BBC News
November 29, 2001

Jackson 'Delighted' to Direct Rings
Rosie Millard

Millions of people are excitedly awaiting the release of the first Lord of the Rings movie - but few more so than its director Peter Jackson.

"I waited a long, long time for someone to make a movie of The Lord of the Rings," says Jackson.

"Now I am delighted and extremely honoured that I was the person to make it."

Jackson's movie Fellowship of the Rings is an adaptation of the first book from fantasy writer J.R.R. Tolkien's Lord of the Rings trilogy.

But it has long been known that Jackson made all three books into films before releasing the first.

And, he says, he had no problem finding enthusiasm for such an epic project.

"The Lord of the Rings is such a great a story and is ultimately very cinematic. It has everything that you could want in a movie," says the director.

"But we also absolutely respect the book. It has spectacle and epic scale but it is ultimately so intimate."

Mythology

Tolkien wrote his fantasy about goblins, hobbits and dwarfs in the mid 1950s.
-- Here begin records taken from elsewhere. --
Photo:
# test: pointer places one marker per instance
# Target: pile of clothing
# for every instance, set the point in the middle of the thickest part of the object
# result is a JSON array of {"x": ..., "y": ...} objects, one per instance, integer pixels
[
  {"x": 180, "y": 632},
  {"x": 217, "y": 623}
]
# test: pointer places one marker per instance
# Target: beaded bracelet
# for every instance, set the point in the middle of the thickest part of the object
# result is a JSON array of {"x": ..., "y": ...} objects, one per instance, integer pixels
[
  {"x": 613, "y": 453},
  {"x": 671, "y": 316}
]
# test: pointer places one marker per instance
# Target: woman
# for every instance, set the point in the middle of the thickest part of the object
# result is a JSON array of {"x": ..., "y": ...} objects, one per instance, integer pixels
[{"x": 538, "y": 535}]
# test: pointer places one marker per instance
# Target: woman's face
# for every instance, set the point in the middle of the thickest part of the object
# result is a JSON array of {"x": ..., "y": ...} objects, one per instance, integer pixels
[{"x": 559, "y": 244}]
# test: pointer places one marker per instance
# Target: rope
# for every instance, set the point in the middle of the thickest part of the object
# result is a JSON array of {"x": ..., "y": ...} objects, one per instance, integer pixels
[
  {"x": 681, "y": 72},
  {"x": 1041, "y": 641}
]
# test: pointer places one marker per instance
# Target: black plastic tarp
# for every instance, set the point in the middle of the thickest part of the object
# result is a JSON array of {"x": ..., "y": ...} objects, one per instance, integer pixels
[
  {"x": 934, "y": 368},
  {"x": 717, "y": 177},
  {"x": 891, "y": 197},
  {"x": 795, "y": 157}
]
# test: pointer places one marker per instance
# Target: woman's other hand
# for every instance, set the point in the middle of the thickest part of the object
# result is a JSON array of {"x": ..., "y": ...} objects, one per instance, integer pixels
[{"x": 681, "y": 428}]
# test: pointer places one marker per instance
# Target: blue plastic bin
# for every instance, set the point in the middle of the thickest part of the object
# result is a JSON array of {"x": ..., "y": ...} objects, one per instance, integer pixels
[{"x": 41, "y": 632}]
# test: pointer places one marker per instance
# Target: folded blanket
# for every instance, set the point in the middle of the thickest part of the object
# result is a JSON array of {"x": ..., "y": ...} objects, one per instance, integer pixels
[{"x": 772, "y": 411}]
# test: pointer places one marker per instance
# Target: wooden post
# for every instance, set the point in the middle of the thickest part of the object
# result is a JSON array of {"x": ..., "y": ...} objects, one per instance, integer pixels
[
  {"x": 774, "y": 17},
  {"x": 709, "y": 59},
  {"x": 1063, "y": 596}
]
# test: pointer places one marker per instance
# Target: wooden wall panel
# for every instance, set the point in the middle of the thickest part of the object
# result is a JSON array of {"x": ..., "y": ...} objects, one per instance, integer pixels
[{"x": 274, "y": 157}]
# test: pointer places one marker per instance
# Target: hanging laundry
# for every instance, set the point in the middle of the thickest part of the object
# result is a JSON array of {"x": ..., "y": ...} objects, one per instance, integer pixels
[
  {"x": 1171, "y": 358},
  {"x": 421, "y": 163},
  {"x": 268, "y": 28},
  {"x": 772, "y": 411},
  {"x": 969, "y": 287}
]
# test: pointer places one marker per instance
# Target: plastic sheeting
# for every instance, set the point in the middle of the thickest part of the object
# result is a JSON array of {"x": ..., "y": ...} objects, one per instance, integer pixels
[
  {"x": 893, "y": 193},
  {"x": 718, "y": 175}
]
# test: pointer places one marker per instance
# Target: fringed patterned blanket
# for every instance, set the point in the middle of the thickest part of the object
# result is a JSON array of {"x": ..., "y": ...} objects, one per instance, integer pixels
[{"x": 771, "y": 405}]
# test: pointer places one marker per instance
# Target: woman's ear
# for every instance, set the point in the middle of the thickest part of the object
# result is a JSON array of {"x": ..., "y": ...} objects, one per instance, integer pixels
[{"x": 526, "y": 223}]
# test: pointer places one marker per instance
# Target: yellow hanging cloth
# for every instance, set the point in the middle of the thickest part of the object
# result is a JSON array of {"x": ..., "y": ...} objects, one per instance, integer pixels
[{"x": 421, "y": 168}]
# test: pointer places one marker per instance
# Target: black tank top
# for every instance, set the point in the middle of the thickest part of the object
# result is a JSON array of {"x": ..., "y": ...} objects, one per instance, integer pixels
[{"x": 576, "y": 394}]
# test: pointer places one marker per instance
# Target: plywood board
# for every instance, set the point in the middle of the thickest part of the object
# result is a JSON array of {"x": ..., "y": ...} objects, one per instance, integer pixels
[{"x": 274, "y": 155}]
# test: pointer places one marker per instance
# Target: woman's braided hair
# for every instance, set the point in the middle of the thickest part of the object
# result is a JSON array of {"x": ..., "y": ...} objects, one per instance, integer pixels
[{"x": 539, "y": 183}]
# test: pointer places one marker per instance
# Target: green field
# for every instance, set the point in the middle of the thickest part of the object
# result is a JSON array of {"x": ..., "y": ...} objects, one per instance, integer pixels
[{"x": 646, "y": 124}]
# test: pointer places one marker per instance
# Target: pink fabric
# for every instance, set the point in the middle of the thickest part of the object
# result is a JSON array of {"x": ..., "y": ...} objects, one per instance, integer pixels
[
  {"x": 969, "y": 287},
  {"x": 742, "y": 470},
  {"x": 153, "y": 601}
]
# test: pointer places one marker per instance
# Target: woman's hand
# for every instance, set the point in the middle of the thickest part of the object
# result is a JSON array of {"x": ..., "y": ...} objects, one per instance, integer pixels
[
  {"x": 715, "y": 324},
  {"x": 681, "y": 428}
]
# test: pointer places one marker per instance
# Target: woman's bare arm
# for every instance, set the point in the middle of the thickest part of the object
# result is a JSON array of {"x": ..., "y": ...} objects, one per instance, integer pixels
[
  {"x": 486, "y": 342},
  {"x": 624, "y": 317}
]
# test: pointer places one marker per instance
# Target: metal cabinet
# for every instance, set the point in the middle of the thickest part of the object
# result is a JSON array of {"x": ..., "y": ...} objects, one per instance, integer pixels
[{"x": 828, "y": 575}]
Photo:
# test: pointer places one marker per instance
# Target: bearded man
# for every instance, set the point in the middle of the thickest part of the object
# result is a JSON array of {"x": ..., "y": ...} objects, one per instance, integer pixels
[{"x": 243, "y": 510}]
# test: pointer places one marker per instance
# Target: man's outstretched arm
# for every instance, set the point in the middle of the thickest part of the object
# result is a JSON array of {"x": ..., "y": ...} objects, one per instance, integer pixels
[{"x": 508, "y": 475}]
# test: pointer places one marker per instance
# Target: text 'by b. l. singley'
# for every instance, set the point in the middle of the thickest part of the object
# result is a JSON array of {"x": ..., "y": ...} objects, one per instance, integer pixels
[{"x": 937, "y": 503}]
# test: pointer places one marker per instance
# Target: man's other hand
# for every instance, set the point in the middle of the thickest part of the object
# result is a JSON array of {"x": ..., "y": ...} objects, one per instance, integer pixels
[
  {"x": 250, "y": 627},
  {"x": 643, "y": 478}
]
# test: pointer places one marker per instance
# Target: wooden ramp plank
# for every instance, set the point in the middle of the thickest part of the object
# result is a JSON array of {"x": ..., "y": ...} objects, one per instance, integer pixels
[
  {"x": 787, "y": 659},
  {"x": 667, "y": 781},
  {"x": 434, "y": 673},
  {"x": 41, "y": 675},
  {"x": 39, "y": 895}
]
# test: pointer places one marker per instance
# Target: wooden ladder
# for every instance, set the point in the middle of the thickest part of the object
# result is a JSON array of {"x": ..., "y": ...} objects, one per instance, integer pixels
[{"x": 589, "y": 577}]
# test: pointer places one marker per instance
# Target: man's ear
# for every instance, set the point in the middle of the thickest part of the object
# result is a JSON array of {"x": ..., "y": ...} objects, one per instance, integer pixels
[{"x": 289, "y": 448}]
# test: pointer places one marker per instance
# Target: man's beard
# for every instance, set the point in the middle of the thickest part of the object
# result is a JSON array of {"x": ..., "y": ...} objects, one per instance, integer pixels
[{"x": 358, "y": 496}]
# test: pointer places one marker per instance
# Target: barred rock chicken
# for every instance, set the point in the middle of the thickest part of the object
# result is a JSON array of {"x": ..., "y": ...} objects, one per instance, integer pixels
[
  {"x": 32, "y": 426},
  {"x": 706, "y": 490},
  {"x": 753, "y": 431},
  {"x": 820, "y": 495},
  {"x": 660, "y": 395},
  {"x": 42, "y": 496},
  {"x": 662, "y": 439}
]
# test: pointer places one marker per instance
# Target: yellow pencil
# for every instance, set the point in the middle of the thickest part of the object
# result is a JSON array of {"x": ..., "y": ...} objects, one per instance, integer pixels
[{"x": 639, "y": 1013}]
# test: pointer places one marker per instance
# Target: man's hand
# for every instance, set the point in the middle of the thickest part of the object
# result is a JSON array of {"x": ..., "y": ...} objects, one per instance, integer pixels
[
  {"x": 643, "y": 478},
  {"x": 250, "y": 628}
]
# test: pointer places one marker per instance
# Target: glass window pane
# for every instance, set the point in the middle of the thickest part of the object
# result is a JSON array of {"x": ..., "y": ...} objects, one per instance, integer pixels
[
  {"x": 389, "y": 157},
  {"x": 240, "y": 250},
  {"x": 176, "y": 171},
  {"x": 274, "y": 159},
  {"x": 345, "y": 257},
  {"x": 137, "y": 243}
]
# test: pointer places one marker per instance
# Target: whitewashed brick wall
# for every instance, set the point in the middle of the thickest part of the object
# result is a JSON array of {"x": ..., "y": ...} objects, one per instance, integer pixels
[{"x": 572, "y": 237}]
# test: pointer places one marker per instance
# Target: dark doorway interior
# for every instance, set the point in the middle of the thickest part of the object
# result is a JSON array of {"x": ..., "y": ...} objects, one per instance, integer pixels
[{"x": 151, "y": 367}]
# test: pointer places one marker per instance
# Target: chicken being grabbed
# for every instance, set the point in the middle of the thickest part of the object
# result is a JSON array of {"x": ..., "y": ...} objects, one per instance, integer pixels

Some critics have suggested that, despite the popularity of Tolkien's global best-seller, on screen its story might seem outdated.

However Jackson says he is confident he has found the right approach to adaptating Tolkien's work.

"We haven't gone out of our way to make this a fantasy film - just as Tolkien didn't really think of this as fantasy," Jackson explains.

"He made this as a mythology for Britain. He mourned the fact that unlike places such as Scandinavia, Britain didn't really have an ancient mythology.

"We have set out to try to honour that and try to make it more an historical, rather than fantasy, film."

Indeed, Tolkien's epic has, by its richness, become mythological in literary history. And, undoubtedly, its popularity has also driven the hype around Jackson's film.

New Zealand

Yet, says the director, the very popularity of his project has also proved curiously difficult.

"Lord of the Rings had a disadvantage for us in that everyone knew the story. But we wanted to have as many surprises as possible," says Jackson.

"Controlling what the world knows about and sees from the film has been very important to the experience of going to see the movie in December."

What we do know is that Fellowship of the Rings has been filmed in Jackson's native land New Zealand.

We also know that it stars Sir Ian McKellen, Cate Blanchett, Ian Holm, Liv Tyler and Elijah Wood.

And when the film finally hits cinema screens on 19 December it looks set to cause as big a storm as the current magical movie Harry Potter and the Philosopher's Stone.